Kubernetes GKE setup (Batteries included)
From Terraform setup to Cluster autoscaler, wordpress app with HPA configured, ingress controller, monitoring, loadtesting
Things to look for
this blog post is a continuation of
what all things to consider before we can start with the configurations
Our main goal of creating this blog is to get an idea how can we configure Kubernetes managed cluster with our desired application, which is highly available with Horizontal pod Autoscale, health checks for wordpress.

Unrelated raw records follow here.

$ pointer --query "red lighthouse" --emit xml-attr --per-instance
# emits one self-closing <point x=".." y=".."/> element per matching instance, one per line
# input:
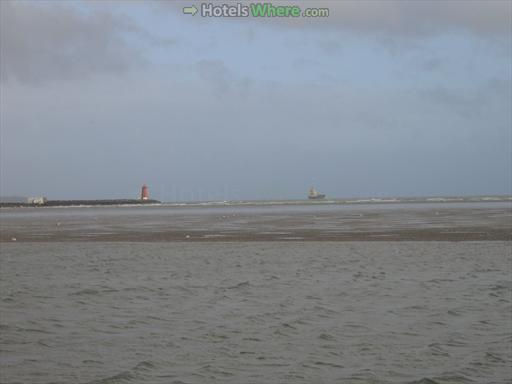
<point x="144" y="194"/>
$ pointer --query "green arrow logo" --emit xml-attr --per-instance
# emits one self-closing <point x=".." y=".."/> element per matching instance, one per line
<point x="190" y="10"/>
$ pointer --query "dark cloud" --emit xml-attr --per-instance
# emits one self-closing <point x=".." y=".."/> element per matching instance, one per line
<point x="39" y="42"/>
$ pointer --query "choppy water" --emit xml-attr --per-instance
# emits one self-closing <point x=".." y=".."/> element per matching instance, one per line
<point x="315" y="312"/>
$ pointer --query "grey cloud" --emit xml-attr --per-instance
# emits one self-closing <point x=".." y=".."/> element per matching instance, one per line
<point x="470" y="103"/>
<point x="220" y="79"/>
<point x="39" y="42"/>
<point x="394" y="17"/>
<point x="215" y="73"/>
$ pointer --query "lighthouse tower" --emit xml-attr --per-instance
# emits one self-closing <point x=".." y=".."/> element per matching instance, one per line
<point x="144" y="193"/>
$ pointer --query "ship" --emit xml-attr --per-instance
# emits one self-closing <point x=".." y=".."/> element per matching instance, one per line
<point x="315" y="195"/>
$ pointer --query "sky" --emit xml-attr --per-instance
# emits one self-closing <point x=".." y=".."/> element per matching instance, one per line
<point x="381" y="98"/>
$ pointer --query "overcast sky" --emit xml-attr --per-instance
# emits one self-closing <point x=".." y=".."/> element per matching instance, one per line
<point x="382" y="98"/>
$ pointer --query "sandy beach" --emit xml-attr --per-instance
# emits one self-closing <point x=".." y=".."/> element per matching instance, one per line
<point x="372" y="222"/>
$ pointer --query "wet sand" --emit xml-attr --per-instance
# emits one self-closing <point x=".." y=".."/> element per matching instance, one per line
<point x="382" y="222"/>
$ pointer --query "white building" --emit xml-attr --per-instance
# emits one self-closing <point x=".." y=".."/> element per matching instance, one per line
<point x="40" y="200"/>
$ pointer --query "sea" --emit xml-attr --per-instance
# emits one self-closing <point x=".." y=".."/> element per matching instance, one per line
<point x="257" y="293"/>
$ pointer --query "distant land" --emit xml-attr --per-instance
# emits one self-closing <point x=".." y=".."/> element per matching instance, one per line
<point x="12" y="199"/>
<point x="76" y="203"/>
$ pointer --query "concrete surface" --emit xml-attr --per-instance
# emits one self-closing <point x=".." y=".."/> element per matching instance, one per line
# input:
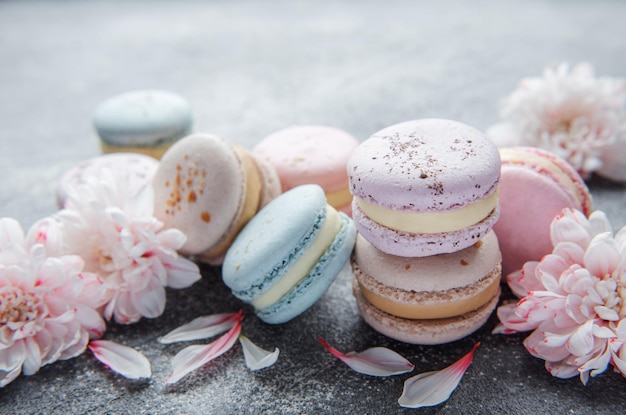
<point x="250" y="68"/>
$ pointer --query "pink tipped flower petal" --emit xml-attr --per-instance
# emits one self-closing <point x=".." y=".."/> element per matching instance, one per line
<point x="376" y="361"/>
<point x="124" y="360"/>
<point x="202" y="328"/>
<point x="433" y="388"/>
<point x="257" y="358"/>
<point x="193" y="357"/>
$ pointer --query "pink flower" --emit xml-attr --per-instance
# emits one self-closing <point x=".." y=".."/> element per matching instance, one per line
<point x="570" y="113"/>
<point x="114" y="230"/>
<point x="46" y="301"/>
<point x="574" y="299"/>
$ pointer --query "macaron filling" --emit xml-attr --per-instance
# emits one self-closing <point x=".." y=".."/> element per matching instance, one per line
<point x="339" y="198"/>
<point x="430" y="222"/>
<point x="422" y="311"/>
<point x="303" y="265"/>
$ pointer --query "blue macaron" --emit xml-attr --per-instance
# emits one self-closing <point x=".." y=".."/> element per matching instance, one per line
<point x="142" y="121"/>
<point x="288" y="255"/>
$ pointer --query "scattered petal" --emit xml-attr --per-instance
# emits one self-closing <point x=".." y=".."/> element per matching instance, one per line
<point x="193" y="357"/>
<point x="257" y="358"/>
<point x="433" y="388"/>
<point x="124" y="360"/>
<point x="376" y="361"/>
<point x="202" y="328"/>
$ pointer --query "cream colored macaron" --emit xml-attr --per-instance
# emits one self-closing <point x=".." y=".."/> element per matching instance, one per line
<point x="209" y="189"/>
<point x="427" y="300"/>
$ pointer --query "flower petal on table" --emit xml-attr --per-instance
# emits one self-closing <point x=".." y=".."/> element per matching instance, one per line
<point x="124" y="360"/>
<point x="202" y="328"/>
<point x="375" y="361"/>
<point x="193" y="357"/>
<point x="256" y="357"/>
<point x="433" y="388"/>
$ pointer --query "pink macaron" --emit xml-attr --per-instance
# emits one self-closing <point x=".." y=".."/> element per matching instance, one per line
<point x="139" y="170"/>
<point x="425" y="187"/>
<point x="427" y="300"/>
<point x="311" y="154"/>
<point x="535" y="186"/>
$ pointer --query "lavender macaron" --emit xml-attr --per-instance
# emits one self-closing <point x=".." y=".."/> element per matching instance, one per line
<point x="425" y="187"/>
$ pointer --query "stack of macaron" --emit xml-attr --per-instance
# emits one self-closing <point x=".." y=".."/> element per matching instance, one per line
<point x="427" y="264"/>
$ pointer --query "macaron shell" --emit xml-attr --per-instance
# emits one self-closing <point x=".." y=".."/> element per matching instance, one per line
<point x="309" y="154"/>
<point x="423" y="332"/>
<point x="271" y="182"/>
<point x="529" y="201"/>
<point x="200" y="187"/>
<point x="311" y="289"/>
<point x="276" y="236"/>
<point x="457" y="275"/>
<point x="425" y="165"/>
<point x="139" y="168"/>
<point x="142" y="118"/>
<point x="420" y="245"/>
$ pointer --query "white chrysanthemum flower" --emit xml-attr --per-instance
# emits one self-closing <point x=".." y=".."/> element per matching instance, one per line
<point x="114" y="230"/>
<point x="47" y="302"/>
<point x="574" y="299"/>
<point x="572" y="114"/>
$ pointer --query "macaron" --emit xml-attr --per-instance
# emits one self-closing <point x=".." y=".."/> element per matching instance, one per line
<point x="425" y="187"/>
<point x="209" y="189"/>
<point x="139" y="169"/>
<point x="288" y="255"/>
<point x="535" y="186"/>
<point x="143" y="121"/>
<point x="427" y="300"/>
<point x="311" y="154"/>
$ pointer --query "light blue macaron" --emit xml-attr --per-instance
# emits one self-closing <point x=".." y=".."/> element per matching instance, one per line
<point x="274" y="240"/>
<point x="142" y="119"/>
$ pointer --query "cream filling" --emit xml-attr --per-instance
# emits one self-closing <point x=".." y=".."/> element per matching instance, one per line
<point x="430" y="222"/>
<point x="339" y="198"/>
<point x="432" y="311"/>
<point x="152" y="151"/>
<point x="510" y="156"/>
<point x="303" y="265"/>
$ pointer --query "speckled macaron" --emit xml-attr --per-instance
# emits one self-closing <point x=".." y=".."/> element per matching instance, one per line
<point x="427" y="300"/>
<point x="312" y="154"/>
<point x="139" y="170"/>
<point x="425" y="187"/>
<point x="143" y="121"/>
<point x="288" y="255"/>
<point x="209" y="189"/>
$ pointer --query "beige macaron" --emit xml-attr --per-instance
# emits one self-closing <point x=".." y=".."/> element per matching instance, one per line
<point x="427" y="300"/>
<point x="209" y="189"/>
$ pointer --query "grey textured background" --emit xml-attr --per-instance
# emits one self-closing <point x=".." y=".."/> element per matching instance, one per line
<point x="248" y="69"/>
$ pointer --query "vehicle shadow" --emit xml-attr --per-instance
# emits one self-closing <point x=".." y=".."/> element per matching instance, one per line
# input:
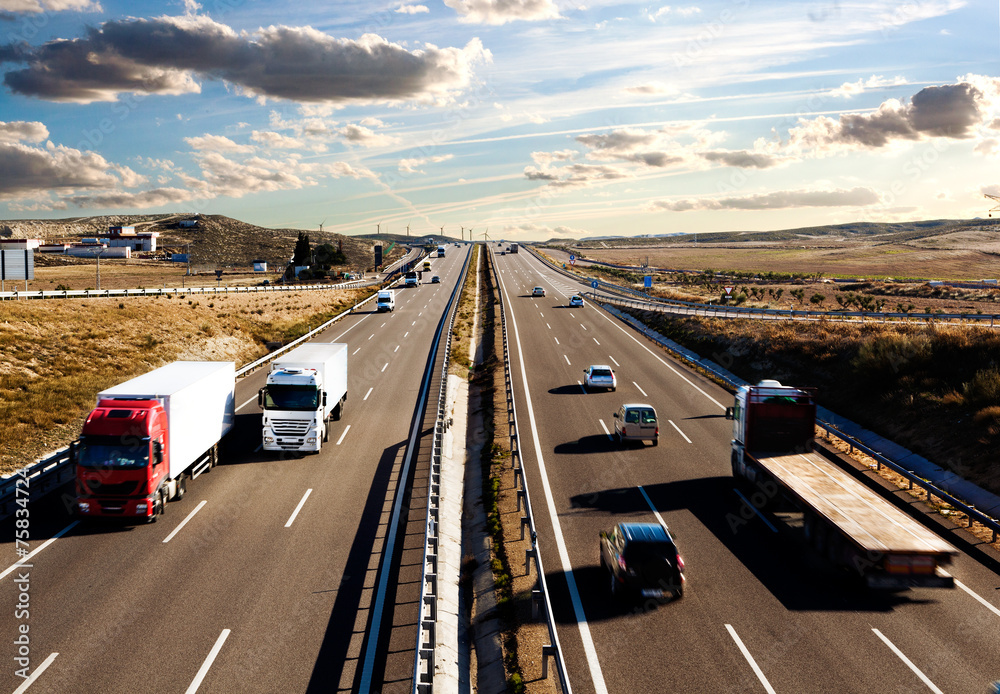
<point x="781" y="560"/>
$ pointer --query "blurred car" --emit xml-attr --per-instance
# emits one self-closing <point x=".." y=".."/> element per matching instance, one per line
<point x="642" y="560"/>
<point x="636" y="423"/>
<point x="599" y="376"/>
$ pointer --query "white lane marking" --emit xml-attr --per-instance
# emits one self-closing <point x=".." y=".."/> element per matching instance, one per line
<point x="657" y="357"/>
<point x="212" y="655"/>
<point x="985" y="603"/>
<point x="20" y="564"/>
<point x="594" y="665"/>
<point x="755" y="510"/>
<point x="678" y="429"/>
<point x="346" y="429"/>
<point x="34" y="676"/>
<point x="655" y="512"/>
<point x="605" y="427"/>
<point x="298" y="508"/>
<point x="246" y="403"/>
<point x="908" y="662"/>
<point x="176" y="530"/>
<point x="753" y="663"/>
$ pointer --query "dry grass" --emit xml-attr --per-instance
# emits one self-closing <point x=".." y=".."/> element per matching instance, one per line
<point x="58" y="354"/>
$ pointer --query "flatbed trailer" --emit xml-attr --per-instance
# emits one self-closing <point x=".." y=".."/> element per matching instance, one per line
<point x="844" y="520"/>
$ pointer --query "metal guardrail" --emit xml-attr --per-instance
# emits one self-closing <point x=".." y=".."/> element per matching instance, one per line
<point x="423" y="667"/>
<point x="541" y="594"/>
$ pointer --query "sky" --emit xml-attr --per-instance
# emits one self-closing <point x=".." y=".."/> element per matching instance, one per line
<point x="514" y="119"/>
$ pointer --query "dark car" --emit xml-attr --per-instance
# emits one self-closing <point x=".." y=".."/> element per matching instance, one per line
<point x="642" y="561"/>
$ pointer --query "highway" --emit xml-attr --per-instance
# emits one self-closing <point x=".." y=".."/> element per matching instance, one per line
<point x="260" y="579"/>
<point x="760" y="612"/>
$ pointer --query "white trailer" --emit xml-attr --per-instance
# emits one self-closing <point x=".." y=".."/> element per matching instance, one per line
<point x="306" y="389"/>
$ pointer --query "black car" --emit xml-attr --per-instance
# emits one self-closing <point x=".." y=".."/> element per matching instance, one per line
<point x="642" y="561"/>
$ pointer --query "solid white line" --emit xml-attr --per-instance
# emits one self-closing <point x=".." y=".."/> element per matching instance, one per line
<point x="678" y="429"/>
<point x="753" y="663"/>
<point x="34" y="675"/>
<point x="197" y="508"/>
<point x="580" y="617"/>
<point x="655" y="512"/>
<point x="657" y="357"/>
<point x="212" y="655"/>
<point x="909" y="664"/>
<point x="346" y="429"/>
<point x="298" y="508"/>
<point x="605" y="427"/>
<point x="246" y="403"/>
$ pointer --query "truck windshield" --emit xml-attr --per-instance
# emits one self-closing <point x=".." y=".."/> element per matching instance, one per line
<point x="113" y="452"/>
<point x="287" y="397"/>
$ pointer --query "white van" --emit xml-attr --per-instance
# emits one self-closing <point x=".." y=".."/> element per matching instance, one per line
<point x="386" y="300"/>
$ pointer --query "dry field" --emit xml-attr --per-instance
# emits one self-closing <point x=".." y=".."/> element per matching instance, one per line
<point x="58" y="354"/>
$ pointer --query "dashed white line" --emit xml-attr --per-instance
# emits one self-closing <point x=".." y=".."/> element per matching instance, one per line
<point x="753" y="663"/>
<point x="213" y="654"/>
<point x="176" y="530"/>
<point x="34" y="676"/>
<point x="298" y="508"/>
<point x="908" y="662"/>
<point x="346" y="429"/>
<point x="678" y="429"/>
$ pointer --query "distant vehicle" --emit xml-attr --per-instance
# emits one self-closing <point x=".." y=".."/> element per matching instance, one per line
<point x="599" y="376"/>
<point x="642" y="559"/>
<point x="386" y="300"/>
<point x="636" y="423"/>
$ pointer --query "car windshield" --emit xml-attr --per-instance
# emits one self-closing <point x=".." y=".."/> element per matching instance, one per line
<point x="288" y="397"/>
<point x="111" y="452"/>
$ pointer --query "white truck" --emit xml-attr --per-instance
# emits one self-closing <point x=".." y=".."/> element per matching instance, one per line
<point x="306" y="389"/>
<point x="146" y="437"/>
<point x="386" y="300"/>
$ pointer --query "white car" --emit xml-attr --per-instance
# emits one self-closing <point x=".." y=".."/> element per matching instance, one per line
<point x="599" y="376"/>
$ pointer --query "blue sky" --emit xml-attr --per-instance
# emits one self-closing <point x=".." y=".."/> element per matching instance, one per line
<point x="529" y="118"/>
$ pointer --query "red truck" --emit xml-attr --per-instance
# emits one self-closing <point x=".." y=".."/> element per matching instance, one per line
<point x="852" y="526"/>
<point x="146" y="437"/>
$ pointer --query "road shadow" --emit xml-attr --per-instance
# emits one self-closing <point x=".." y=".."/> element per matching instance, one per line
<point x="781" y="560"/>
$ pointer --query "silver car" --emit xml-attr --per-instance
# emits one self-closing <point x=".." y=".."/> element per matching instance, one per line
<point x="636" y="423"/>
<point x="599" y="376"/>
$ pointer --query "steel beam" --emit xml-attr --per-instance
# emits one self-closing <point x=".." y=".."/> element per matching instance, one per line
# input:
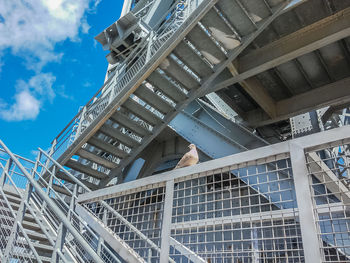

It contains some optimizations for wordpress as well but should not be replicated in your own production env
it will provision infra via Terraform / OpenTofu
Cluster is capable of autoscale
manifests for deploying yourself
We will be provisioning GKE cluster (where wordpress, ingress controller will be running), Google SQL for wordpress
Make sure you have gcloud configured to that particular project and the specific APIs are enabled!
Infrastructure part
Terraform
provider that we are going to use
### providers.tf
terraform {
required_providers {
local = {
source = "hashicorp/local"
version = "~> 2.5"
}
google = {
source = "hashicorp/google"
version = "~> 5.23"
}
null = {
source = "hashicorp/null"
version = "= 3.2.2"
}
random = {
source = "hashicorp/random"
version = "~> 3.6"
}
}
}
provider "google" {
credentials = file(var.google_credentials_file)
project = var.project_id
region = var.region
}
provider "local" {
}
provider "null" {
}
provider "random" {
}
Variables we are going to use change according to your customizations
### vars.tf
variable "project_id" {
description = "Your Google Cloud project ID"
type = string
}
variable "google_credentials_file" {
description = "google credentials file execute $ gcloud auth application-default login"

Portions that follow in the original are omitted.